ふたり旅(公文健太郎 ✕ 山口誠)

京都 圓通寺

もともとは後水尾上皇の別荘で、庭園は後水尾上皇自身が作庭に携わったと伝わっています。やはり後水尾上皇の造営した修学院離宮完成後、1678年に寺となりました。比叡山を借景にした庭園は日本庭園の研究論文のなかでも、常に代表的な庭園として取り上げられていますし、その借景としての完成度は最高と言ってよいと思います。国指定名勝です。

山口
借景庭園といえば圓通寺なんですよ。江戸時代初期、最初はお寺ではなかったんですが、後水尾天皇という方が庭を作ったんです。修学院離宮も彼が作ったものです。比叡山を見るのに一番美しい場所はどこかと探してこの場所に決めたんですね。おそらく庭を手がけた天皇というのも多くはないですし、かなりベストな場所を選んだんじゃないかと想像します。でも写真として捉える上でかなり難しい場所でもありました。というのも、そもそも借景がある庭園というのは「視点場」というのがあって、そこに居て見る、というのが自ずと決まっているんですよ。圓通寺は特に歩いて散策するような回遊式ではなく、視点場が固定されているんです。そこではみんなが写真を撮るし、借景を見るんです。他にどうにか撮ろうと思っても、その視点場以外のスポットというのがないので、そういう意味で公文さんに撮ってもらうのが難しかったですね。

公文
ここに座ってこう見るものだ、というのが定まっているということは、もちろんその条件に沿って見ることがより良いじゃないですか。ここが難しかった理由のひとつが、借景を撮りにはいってるんですけど、その借景というのがすごく遠くて。フレーミングする中で木々やらを画面から切っているんですけど、肉眼でも意識しないと借景に目がいかない風景なんですよ。かといって、寄っていっても庭の構造が見えなくなる。そういう意味では、視点場というポイントになるものがあったらいいなというのがあって。手探りで撮影しているうちに、山口さんが手水鉢の水面と床の面が揃っていると話してくれて、それはなんとなく不思議だなと思い始めて、その面白さを中心に据えれば借景も一気に説明できるかなと。

山口
ともあれ借景といえば圓通寺なので、風景としてすごくよくできているとは思います。

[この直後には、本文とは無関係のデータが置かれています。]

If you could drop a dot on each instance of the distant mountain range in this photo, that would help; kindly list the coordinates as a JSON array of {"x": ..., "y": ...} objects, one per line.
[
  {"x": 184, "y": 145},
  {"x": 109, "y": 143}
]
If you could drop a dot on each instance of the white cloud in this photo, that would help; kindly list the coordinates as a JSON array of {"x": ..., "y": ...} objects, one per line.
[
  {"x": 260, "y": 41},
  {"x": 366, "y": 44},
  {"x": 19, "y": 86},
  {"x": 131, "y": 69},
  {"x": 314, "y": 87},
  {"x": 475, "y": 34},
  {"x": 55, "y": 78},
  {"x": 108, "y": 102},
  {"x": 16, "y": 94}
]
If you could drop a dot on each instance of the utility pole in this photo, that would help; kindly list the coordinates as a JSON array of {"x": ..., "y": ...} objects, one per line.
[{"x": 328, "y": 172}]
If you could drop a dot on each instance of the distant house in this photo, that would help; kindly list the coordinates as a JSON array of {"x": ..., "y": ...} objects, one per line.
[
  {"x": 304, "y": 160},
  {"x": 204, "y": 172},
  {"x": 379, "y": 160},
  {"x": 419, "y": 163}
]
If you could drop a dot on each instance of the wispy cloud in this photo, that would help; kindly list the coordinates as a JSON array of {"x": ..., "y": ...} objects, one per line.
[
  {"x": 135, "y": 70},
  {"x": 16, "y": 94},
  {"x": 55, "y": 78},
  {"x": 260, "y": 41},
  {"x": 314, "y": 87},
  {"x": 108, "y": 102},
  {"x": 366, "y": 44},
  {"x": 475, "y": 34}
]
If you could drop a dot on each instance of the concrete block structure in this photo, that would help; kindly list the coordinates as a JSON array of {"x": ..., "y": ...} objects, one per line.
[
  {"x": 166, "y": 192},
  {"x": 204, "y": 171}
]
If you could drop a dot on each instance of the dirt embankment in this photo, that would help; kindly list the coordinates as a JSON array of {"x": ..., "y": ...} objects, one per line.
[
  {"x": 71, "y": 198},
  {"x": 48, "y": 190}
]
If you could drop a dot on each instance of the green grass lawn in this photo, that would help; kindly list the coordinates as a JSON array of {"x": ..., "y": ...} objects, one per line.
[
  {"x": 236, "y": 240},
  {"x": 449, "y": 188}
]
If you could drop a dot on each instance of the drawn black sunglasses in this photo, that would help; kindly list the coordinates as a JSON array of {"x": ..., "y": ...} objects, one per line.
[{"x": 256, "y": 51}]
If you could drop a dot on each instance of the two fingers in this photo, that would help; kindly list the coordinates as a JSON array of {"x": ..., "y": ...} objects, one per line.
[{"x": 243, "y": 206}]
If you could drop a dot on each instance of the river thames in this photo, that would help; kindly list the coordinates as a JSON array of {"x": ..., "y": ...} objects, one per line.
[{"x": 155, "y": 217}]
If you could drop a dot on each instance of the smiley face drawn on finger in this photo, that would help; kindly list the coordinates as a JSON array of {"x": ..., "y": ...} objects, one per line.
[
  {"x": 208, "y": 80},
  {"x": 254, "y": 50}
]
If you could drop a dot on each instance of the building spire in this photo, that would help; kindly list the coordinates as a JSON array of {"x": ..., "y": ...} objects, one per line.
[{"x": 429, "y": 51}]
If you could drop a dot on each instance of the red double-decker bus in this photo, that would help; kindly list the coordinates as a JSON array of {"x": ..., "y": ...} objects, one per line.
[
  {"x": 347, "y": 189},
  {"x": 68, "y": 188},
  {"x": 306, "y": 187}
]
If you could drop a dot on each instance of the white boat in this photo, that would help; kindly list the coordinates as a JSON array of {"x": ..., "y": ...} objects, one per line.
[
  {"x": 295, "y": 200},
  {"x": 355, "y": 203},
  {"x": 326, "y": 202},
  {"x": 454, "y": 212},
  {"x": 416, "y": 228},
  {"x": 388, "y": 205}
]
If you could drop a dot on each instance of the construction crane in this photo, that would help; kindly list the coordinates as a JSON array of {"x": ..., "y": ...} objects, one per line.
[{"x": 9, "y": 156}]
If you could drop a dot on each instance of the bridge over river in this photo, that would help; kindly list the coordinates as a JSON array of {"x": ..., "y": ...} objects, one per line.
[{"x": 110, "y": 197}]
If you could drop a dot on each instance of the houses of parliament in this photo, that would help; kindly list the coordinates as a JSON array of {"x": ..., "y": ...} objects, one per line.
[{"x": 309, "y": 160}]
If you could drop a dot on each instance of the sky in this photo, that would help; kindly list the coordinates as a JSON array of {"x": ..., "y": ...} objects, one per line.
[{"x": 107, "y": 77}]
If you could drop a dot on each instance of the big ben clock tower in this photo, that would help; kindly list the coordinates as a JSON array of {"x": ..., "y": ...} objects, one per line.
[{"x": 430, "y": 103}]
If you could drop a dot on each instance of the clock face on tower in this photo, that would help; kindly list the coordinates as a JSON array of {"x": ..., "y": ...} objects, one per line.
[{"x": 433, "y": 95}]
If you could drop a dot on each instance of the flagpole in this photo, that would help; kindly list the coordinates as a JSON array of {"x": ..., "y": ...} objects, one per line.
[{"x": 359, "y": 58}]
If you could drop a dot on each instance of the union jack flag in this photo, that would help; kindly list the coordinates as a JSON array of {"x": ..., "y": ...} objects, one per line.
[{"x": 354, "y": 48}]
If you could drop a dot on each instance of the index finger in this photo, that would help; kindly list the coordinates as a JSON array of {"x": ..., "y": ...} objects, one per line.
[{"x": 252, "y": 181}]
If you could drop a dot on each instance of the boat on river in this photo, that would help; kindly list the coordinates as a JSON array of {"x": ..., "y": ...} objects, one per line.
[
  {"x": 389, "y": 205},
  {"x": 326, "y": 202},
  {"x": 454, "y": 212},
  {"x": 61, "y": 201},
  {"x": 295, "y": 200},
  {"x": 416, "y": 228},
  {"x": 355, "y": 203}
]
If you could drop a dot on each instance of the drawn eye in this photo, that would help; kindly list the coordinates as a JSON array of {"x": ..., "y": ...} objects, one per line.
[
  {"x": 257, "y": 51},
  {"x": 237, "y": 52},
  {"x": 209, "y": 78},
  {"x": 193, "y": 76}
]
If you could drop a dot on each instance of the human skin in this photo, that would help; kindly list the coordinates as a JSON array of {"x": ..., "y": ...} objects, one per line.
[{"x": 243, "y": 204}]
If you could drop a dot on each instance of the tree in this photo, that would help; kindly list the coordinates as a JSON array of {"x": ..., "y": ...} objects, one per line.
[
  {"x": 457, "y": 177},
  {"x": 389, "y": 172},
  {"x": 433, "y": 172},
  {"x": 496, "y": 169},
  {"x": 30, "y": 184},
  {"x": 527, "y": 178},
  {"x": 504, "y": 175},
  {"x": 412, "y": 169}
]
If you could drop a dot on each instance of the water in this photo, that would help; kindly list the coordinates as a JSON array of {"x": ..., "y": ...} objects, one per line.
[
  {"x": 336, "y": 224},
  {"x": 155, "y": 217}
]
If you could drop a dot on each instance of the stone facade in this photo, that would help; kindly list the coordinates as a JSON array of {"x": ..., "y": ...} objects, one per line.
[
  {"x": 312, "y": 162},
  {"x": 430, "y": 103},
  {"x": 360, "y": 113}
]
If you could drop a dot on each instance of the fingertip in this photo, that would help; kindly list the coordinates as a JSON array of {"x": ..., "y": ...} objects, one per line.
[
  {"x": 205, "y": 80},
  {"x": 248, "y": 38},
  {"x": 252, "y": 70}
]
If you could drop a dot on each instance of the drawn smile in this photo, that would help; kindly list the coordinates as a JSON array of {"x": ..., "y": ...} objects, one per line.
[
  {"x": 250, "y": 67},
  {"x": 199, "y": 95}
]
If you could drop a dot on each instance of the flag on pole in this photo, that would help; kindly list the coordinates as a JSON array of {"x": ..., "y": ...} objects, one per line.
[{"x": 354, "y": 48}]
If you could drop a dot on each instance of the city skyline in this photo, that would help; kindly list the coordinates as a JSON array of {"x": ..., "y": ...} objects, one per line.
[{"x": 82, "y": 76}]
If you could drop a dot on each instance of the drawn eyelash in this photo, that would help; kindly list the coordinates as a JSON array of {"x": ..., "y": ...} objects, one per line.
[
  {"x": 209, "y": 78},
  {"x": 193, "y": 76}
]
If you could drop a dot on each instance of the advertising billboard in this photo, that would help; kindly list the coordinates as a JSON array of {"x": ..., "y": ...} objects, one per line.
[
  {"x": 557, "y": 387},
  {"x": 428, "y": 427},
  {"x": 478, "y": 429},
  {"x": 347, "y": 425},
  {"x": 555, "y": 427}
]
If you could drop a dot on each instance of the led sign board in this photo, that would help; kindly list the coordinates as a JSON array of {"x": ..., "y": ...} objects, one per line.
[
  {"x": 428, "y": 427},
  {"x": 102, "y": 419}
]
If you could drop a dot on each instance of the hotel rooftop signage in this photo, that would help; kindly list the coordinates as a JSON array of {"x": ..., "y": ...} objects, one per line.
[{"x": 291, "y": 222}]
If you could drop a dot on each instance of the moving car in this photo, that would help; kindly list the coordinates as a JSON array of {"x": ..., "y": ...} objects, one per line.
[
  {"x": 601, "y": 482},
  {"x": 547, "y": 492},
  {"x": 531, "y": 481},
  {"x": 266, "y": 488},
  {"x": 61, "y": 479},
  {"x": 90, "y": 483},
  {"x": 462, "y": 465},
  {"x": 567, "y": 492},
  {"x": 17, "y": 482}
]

視点場から肉眼で見た時も木でフレーミングされた向こう側に比叡山が見えるという構図は、ただ単に山が見えているよりも想像力を喚起させようとしていますよね。見る人の意識によって山の見え方が変わるような気がします。そういう意味で、借景の見方がわからなかったり、借景庭園だと知らずにこの場所を訪れたら、比叡山を見るための庭だと思えるかどうかというと難しいくらい、穏やかなものなんです。「たまたま見えている」ように仕上げ、精度をあげてコントロールしているというのが質の高い借景なわけなんですね。
日本文化の例でいうと、平安時代に身分の違いをどうやって表すかというと、一つは香り、もう一つは色でした。宝石などの装飾品で地位を誇示する西洋の文化とは異なり、物質ではない香りと色という、共有の感覚で品位や格調を示していたんです。おそらく借景もそうで、例えば自分の生活領域である庭越しに山肌をみて季節の訪れを知りうるにすぎないんです。和歌を詠む人にとっては、借景としての山がきっかけを与えているのではないでしょうか。それはとてもささやかなもので、主張もなく、見る人がただ感じられればいいことなんですよ。

公文
写真でいえば、知らない人が見たときにストーリー感じられるようなものを、作者はそこにこめられるのかということに近いですよね。それってとても難しいことですよ。そんな庭の真価を写真でやろうというのは、なおのこと難しいですよね。

山口
日本文化って写真に写すのは難しいんだなと痛感しますよ。

言葉とビジュアル両方で楽しめるからこそ借景だと。また景色をフレーミングすることによって対象にフォーカスさせていくことが借景において大切なのでしょうね。圓通寺でいえば、奥の借景にフォーカスさせられるよう仕向けられているというか、誘導されている。

公文
借景ってそういうものなんだな、とここに行ってわかりましたね。もうすこし主張をするものだと思っていたんですが、ささやかなもので。だからといって、主張しすぎていても、存在が無くても成り立たないということもわかってきました。和歌の例えでいうなれば、借景が見えすぎたとしたら、和歌は詠まないのかもしれないですよね。想像する余地がなくなってしまうというか。届かないものだから言葉にしたり、借りてくる感覚で見る、ということになるのかなと思います。